- Date: December 25, 1999
- Season: 1999
- Stadium: Aloha Stadium
- Location: Honolulu, Hawaii
- MVP: Ben Sankey
- Referee: Jim Lapetina (Big Ten)
- Halftime show: School marching bands
- Attendance: 40,974

United States TV coverage
- Network: ABC
- Announcers: Tim Brant, Dean Blevins, Leslie Gudel

= 1999 Aloha Bowl =

American college football game

The 1999 Aloha Bowl was a college football bowl game played December 25, 1999, in Honolulu, Hawaii. It was part of the 1999 NCAA Division I-A football season. It featured the Wake Forest Demon Deacons, who finished 5th in the ACC, and the Arizona State Sun Devils, who had finished 4th in the Pac-10 conference.

==Game summary==
The game was a defensive struggle in the first half, with the two teams combining for 6 first half points, and 26 total points for the game. Wake Forest started the game with a great drive deep into Sun Devils territory, but had to settle for a 22-yard Matthew Burdick field goal, as Wake took a 3–0 lead.

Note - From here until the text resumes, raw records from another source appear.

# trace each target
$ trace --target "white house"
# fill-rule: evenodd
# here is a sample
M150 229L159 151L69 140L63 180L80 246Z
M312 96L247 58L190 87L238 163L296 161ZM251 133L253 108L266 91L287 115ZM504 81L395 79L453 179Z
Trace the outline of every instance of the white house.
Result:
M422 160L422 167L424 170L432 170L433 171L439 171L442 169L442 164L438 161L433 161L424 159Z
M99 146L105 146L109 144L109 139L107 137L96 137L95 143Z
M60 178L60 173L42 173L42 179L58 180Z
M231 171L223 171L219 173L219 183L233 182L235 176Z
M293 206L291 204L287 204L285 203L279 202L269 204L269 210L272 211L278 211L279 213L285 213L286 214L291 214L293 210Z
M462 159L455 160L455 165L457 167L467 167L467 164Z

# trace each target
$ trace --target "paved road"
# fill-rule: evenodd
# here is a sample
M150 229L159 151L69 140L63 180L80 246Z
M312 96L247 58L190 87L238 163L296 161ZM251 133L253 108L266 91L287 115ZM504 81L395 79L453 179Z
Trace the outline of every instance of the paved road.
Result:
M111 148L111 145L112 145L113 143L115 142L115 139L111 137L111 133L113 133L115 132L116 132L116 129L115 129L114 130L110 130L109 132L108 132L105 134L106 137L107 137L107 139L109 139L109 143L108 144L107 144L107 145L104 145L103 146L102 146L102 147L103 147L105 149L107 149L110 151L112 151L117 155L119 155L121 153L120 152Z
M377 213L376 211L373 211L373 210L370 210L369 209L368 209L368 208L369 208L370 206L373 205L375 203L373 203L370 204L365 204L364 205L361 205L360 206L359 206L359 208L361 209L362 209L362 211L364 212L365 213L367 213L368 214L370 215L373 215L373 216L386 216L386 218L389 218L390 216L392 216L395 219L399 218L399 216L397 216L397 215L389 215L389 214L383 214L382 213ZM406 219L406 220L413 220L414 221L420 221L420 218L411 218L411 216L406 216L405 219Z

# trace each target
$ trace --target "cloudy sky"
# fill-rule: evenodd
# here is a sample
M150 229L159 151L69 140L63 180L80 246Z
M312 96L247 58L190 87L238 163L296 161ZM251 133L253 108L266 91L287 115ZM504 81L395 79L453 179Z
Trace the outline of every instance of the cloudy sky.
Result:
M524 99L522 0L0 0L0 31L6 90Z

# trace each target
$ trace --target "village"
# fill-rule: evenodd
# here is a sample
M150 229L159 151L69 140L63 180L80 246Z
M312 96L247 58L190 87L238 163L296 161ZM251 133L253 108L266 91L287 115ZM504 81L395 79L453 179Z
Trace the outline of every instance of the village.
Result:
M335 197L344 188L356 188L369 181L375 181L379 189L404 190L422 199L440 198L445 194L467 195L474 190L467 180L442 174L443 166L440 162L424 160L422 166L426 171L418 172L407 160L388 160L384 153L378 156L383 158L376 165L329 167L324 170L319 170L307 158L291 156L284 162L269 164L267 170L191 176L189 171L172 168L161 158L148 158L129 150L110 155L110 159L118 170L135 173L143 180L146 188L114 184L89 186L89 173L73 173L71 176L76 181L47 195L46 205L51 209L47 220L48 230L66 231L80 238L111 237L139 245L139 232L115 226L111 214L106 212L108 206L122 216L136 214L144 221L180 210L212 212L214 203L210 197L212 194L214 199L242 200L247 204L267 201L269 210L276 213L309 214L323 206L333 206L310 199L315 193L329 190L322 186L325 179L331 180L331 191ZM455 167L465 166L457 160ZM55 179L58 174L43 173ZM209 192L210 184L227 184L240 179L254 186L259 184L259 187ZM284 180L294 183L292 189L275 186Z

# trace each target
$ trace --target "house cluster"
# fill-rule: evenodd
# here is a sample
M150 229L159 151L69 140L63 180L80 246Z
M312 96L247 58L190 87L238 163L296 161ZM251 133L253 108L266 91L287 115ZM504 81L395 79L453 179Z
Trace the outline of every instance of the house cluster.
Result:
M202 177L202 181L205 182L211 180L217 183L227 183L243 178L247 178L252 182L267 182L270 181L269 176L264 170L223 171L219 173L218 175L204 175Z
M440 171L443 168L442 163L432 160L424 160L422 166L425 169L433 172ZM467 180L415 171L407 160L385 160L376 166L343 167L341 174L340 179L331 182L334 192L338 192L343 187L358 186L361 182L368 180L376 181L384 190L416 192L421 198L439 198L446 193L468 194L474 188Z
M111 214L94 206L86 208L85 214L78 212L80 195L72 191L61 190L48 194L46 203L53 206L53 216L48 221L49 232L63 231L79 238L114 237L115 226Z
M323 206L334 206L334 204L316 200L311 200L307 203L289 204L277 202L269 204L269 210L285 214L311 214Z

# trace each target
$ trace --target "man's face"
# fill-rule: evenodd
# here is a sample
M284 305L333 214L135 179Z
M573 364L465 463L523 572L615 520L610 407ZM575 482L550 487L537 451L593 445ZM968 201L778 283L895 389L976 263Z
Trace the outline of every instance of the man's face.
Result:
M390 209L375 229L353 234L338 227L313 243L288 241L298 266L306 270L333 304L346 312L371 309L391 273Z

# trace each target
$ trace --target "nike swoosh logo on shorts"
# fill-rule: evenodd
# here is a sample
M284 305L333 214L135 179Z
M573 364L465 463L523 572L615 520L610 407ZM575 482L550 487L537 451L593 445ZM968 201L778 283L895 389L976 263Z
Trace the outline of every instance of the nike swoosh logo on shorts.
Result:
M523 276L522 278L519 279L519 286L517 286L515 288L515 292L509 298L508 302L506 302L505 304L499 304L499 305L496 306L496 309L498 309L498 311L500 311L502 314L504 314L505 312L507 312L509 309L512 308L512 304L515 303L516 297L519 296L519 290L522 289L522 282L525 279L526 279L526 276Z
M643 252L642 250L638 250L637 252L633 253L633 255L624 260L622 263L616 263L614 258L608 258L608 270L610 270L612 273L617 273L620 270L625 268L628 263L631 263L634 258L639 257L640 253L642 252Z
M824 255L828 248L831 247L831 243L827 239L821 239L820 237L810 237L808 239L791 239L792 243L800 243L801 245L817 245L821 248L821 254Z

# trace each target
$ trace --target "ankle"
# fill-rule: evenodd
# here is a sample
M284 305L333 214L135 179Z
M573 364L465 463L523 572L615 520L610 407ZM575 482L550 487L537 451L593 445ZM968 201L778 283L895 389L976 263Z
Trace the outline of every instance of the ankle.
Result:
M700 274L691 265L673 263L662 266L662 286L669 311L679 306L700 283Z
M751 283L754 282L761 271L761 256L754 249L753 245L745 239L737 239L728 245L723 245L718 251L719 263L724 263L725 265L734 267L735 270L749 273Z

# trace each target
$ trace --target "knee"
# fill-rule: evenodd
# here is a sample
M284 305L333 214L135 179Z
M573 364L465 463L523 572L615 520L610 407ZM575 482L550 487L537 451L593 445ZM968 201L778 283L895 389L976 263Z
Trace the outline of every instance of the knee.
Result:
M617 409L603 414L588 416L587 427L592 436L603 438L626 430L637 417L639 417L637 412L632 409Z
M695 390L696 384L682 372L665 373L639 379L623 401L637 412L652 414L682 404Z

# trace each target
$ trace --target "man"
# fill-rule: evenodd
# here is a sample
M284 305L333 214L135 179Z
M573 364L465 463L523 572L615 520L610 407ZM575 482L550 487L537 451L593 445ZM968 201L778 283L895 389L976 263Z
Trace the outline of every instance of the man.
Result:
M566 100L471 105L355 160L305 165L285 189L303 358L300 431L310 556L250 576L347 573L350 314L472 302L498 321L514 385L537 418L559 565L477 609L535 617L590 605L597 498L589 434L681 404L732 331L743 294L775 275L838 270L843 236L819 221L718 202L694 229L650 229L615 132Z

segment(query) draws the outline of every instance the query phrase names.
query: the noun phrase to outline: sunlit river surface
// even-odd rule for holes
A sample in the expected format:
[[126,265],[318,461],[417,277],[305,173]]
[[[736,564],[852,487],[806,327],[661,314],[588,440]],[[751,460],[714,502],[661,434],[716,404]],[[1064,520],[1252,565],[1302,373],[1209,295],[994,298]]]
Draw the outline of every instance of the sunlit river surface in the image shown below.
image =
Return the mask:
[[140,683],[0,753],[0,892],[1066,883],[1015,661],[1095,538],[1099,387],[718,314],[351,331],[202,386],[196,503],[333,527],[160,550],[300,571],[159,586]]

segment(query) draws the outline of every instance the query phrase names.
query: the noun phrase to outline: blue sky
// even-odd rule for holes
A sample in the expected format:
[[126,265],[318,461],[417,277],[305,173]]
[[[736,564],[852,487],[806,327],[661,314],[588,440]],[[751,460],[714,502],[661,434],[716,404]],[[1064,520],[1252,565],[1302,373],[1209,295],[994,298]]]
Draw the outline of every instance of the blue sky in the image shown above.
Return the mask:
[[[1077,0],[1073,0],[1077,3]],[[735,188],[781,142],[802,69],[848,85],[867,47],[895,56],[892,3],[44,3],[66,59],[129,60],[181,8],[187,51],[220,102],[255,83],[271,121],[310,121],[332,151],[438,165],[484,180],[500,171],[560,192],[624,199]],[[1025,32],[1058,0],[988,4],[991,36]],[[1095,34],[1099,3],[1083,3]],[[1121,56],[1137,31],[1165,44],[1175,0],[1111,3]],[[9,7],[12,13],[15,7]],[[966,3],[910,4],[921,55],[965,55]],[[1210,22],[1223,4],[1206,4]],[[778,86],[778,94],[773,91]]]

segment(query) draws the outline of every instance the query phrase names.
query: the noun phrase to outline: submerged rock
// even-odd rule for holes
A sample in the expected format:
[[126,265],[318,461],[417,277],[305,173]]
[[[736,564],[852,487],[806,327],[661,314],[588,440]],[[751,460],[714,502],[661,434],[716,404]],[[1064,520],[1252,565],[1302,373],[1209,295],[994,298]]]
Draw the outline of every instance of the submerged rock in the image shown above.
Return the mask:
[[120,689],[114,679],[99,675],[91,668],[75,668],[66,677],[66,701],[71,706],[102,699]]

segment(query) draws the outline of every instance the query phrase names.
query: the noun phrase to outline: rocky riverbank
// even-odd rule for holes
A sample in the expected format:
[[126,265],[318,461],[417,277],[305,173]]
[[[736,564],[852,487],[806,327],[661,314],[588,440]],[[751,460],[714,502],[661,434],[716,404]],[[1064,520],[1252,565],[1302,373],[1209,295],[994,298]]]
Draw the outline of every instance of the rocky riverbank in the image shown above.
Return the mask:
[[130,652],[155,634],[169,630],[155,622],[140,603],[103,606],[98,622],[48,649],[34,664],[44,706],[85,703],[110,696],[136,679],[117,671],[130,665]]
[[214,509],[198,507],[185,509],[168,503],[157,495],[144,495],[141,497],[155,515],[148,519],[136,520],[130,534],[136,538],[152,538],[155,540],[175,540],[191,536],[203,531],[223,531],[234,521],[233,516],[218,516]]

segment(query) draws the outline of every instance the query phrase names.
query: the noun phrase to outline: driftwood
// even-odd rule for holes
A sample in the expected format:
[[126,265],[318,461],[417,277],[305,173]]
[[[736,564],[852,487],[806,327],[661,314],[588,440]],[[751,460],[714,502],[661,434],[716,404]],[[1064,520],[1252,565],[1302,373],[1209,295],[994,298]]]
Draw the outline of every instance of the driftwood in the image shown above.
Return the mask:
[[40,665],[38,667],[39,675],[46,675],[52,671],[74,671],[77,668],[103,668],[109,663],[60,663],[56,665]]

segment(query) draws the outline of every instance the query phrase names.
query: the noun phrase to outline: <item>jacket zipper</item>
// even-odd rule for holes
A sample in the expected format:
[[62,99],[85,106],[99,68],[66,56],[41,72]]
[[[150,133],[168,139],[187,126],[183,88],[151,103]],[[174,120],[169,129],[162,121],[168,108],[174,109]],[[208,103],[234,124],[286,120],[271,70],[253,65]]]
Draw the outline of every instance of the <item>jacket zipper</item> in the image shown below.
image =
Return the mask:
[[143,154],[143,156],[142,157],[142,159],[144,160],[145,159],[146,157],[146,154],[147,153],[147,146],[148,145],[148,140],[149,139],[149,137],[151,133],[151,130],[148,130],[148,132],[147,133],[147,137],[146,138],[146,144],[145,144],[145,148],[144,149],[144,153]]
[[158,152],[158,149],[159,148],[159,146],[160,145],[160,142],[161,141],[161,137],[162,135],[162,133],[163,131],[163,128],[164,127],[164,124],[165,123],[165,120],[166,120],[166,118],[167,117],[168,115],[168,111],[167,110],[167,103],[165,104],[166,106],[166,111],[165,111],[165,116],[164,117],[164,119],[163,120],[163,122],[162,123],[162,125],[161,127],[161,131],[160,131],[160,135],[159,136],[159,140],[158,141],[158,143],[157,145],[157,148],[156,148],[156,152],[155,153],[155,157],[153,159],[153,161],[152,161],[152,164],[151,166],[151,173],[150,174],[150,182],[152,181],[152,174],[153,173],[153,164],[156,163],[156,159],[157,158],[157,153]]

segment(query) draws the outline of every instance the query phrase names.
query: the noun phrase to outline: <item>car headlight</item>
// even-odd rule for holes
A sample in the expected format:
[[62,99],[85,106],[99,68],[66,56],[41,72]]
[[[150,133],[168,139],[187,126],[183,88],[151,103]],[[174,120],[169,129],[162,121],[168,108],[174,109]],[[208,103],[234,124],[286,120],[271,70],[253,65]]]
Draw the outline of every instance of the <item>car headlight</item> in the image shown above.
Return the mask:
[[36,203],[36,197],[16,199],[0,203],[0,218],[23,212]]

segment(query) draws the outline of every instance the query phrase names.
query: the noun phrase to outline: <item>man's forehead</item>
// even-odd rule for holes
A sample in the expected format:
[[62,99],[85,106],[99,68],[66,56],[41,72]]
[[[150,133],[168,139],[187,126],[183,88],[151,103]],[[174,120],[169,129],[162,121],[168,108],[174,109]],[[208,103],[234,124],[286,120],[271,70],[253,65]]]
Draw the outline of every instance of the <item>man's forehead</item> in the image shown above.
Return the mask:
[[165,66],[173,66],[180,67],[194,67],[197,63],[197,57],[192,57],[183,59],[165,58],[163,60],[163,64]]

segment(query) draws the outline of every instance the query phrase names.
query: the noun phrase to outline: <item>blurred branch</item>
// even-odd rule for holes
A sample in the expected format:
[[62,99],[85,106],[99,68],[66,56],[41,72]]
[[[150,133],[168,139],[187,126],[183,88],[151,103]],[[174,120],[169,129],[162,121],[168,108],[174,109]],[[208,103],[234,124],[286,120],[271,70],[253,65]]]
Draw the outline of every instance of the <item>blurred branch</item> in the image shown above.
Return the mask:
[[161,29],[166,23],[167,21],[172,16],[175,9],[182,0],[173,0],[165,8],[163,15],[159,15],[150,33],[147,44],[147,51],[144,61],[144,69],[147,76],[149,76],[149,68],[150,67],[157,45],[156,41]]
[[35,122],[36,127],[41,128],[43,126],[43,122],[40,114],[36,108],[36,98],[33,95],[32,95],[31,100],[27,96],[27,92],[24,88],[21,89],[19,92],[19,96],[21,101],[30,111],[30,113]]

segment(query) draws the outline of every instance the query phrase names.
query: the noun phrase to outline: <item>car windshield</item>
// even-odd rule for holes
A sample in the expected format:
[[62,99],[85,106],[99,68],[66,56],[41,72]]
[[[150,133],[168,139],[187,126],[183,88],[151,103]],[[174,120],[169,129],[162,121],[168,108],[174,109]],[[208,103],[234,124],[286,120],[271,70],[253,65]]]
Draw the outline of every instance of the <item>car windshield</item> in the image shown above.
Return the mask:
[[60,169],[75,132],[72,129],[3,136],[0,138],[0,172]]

In the second quarter, Arizona State's Mike Barth kicked a 46-yard field goal to tie the game at 3. The defenses held for the rest of the half, sending the game into halftime tied at 3. In the third quarter, Wake Forest put together another long drive, but again had to settle for a field goal, a 24 yarder from Burdick to put Wake Forest ahead 6–3.

Arizona State's Mike Barth missed a 42-yard field goal attempt, and Wake Forest made them pay. Wake Forest took full command of the game after Ben Sankey threw a 56-yard touchdown pass to Jimmy Caldwell giving Wake Forest a 13–3 lead. Early in the fourth quarter, running back Morgan Kane scored on a 1-yard touchdown run to increase the lead to 20–3. Matthew Burdick capped the scoring with a 43-yard field goal making the final score 23–3. This was Wake Forest's first bowl win since the 1992 season.

Arizona State was playing without its starting quarterback, who missed the game with a torn ACL. The team had many of its starters sick, which severely affected their performance, and the Sun Devils were held to just 164 yards of total offense.

In a slightly humorous note, the game was played on Christmas Day yet it pitted teams nicknamed the Sun Devils and Demon Deacons.

==Aftermath==
Caldwell would leave the Deacons the following season, though the Deacons would play in the Seattle Bowl two years later. One year later, the Sun Devils would go to the Aloha Bowl and once again lose, this time to Boston College in Snyder's final season with the Sun Devils.